Gemäß § 630e Abs. 2 S. 1 Nr. 2 BGB muss die Aufklärung des Patienten beispielsweise im Hinblick auf eine anstehende Operation „so rechtzeitig erfolgen, dass der Patient seine Entscheidung über die Einwilligung wohlüberlegt treffen kann“.
Doch was bedeutet „rechtzeitig“?
Ist die Operation zwar dringlich, jedoch nicht unbedingt sofort durchzuführen, so muss dem Patienten zwischen dem Aufklärungsgespräch zwischen Patienten und Arzt und der tatsächlichen Einwilligung des Patienten zur Operation, eine nach den Umständen angemessene Bedenkzeit gelassen werden.

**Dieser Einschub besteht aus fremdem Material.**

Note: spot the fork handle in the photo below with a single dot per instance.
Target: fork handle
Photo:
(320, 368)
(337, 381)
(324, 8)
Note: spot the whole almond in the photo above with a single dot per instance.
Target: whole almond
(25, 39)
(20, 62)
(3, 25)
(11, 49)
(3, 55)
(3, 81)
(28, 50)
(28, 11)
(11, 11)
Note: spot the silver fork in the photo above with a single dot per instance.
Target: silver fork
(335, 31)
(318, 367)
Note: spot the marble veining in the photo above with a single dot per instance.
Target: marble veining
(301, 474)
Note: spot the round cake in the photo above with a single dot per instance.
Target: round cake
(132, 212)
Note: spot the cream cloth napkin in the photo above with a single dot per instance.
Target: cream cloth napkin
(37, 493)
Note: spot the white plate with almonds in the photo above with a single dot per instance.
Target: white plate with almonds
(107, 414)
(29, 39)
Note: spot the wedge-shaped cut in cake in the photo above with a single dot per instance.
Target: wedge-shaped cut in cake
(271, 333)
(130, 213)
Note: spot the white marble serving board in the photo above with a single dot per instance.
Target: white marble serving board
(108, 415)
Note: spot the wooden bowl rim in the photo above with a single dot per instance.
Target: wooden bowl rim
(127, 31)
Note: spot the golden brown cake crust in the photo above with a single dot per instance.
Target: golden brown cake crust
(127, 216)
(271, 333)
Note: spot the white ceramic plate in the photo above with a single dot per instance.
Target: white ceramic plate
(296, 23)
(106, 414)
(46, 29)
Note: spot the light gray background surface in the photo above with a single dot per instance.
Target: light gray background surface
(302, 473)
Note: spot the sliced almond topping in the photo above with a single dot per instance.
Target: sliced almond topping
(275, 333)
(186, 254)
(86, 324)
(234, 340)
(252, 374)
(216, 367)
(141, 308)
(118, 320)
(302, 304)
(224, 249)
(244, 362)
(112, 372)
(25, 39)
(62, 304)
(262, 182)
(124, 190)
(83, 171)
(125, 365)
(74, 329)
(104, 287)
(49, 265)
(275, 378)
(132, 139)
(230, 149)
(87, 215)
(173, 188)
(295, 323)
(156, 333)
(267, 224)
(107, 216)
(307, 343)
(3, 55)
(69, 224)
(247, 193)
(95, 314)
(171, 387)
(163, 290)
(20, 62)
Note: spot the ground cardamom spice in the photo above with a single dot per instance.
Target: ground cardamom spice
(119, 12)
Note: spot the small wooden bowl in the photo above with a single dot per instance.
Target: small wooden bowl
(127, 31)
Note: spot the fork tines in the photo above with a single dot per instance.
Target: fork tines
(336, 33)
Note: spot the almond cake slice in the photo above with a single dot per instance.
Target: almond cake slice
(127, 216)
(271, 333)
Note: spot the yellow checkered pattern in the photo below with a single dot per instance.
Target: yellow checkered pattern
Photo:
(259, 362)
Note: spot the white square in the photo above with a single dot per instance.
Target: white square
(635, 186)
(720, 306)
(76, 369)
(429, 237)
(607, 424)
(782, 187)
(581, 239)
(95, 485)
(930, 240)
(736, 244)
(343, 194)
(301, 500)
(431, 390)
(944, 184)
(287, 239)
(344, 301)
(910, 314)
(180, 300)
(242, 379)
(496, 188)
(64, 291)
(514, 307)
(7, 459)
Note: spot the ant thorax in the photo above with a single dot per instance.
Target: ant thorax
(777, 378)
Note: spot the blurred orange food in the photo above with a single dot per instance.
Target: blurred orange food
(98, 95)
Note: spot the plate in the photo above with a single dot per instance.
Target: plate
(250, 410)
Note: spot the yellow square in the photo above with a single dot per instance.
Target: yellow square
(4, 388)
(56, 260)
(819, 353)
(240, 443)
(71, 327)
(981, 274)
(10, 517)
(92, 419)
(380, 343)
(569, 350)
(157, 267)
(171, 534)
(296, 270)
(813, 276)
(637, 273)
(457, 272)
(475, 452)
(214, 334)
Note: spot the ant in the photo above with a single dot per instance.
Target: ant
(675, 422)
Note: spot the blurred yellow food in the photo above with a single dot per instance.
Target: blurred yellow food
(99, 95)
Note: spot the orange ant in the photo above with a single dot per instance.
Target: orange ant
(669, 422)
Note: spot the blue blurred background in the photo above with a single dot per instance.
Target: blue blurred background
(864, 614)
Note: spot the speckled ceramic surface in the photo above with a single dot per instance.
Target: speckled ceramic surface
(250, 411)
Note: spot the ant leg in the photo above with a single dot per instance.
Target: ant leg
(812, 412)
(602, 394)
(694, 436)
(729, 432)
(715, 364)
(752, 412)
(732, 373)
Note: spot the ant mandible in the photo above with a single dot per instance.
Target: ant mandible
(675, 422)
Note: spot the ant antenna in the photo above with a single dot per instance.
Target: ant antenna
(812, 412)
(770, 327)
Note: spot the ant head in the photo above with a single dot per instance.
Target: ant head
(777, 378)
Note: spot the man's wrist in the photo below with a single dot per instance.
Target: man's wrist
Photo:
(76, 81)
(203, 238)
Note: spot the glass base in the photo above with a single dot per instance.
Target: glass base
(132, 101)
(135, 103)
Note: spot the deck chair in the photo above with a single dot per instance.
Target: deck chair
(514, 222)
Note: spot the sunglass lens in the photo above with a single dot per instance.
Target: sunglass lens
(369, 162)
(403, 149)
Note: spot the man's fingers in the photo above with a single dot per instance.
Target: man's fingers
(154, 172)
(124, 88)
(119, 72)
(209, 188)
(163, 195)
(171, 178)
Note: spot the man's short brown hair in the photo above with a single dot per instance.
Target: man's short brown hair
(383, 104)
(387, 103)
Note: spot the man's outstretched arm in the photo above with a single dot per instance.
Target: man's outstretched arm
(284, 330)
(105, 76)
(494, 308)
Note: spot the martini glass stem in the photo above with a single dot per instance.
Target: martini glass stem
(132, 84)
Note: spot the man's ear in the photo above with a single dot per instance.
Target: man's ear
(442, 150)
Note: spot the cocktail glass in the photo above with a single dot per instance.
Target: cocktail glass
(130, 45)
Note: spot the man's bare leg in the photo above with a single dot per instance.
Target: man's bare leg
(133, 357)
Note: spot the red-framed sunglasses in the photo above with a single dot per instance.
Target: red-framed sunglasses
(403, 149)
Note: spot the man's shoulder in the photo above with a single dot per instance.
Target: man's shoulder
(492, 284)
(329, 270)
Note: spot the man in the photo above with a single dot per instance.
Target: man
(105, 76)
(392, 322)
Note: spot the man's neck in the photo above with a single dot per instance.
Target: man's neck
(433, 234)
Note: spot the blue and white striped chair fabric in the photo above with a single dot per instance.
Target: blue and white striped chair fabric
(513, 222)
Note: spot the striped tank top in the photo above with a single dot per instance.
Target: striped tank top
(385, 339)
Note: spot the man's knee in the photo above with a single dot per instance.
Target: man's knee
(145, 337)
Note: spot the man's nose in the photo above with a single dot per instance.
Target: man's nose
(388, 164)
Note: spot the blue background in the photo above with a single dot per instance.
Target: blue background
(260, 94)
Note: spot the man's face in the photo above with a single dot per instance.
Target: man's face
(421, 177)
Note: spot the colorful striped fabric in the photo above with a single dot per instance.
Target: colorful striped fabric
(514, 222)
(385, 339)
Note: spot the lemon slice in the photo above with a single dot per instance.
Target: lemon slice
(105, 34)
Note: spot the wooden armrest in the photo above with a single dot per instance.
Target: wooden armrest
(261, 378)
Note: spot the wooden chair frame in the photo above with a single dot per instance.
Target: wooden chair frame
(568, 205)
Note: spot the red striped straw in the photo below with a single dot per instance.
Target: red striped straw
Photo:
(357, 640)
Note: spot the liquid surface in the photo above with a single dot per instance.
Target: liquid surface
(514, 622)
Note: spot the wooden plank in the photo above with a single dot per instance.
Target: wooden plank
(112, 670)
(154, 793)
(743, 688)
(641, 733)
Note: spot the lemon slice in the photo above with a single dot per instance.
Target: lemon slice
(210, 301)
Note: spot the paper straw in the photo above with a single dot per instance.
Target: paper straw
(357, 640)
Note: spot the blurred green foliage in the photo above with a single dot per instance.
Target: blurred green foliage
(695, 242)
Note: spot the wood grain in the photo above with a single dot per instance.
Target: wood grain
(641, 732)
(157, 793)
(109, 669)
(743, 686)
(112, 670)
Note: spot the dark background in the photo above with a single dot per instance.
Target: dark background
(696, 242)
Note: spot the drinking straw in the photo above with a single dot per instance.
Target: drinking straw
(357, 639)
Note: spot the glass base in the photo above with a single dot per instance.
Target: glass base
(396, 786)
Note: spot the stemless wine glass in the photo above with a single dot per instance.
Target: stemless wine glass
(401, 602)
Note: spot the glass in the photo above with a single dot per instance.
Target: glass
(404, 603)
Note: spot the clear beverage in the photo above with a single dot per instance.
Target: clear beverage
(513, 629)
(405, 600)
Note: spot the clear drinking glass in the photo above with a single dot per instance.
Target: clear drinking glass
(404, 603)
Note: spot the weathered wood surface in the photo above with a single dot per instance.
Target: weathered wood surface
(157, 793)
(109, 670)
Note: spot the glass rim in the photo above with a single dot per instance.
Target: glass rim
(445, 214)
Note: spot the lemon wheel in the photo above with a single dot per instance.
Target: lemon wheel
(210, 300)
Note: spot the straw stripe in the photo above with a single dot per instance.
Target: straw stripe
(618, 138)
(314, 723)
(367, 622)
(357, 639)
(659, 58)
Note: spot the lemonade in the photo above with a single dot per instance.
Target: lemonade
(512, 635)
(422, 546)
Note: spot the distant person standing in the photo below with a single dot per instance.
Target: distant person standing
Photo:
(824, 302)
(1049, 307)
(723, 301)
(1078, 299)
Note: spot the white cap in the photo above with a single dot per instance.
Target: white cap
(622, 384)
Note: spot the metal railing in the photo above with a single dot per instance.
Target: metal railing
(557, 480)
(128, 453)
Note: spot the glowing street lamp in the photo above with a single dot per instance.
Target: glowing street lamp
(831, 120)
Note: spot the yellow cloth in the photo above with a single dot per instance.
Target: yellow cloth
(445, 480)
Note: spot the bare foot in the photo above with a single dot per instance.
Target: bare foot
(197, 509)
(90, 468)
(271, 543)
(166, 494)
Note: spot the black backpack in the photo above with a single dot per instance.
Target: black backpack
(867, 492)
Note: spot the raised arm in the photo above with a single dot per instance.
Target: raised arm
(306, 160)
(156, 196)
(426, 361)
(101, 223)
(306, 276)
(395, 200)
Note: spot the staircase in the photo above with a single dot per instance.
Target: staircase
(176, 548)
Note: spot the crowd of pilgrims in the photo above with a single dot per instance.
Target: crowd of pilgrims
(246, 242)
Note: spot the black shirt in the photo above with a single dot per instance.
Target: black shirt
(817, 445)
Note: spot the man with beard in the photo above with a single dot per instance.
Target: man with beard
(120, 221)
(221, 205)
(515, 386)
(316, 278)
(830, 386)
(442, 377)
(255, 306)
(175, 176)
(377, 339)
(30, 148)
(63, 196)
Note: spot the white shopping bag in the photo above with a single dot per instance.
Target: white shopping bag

Wird ein Patient unmittelbar im Anschluss an die Aufklärung zur Unterschrift unter die Einwilligungserklärung gedrängt, ist die Entscheidungsfreiheit des Patienten unzulässig verkürzt. Die den Eingriff durchführenden Ärzte müssen sich zumindest vor dem Eingriff davon überzeugen, dass die Einwilligungserklärung nach wie vor, dem freien Willen des Patienten entspricht (OLG Köln, Urteil v. 16.01.2019, 5 U 29/17).
Der Behandelnde benötigt für Maßnahmen, insbesondere Eingriffe, die Einwilligung des Patienten nach entsprechender Aufklärung. Fehlt die wirksame Einwilligung, so macht sich der behandelnde Arzt schadensersatzpflichtig.
Zu einer wirksamen Einwilligung gehört ebenso eine ausreichende Bedenkzeit, die dem Patienten eingeräumt werden muss.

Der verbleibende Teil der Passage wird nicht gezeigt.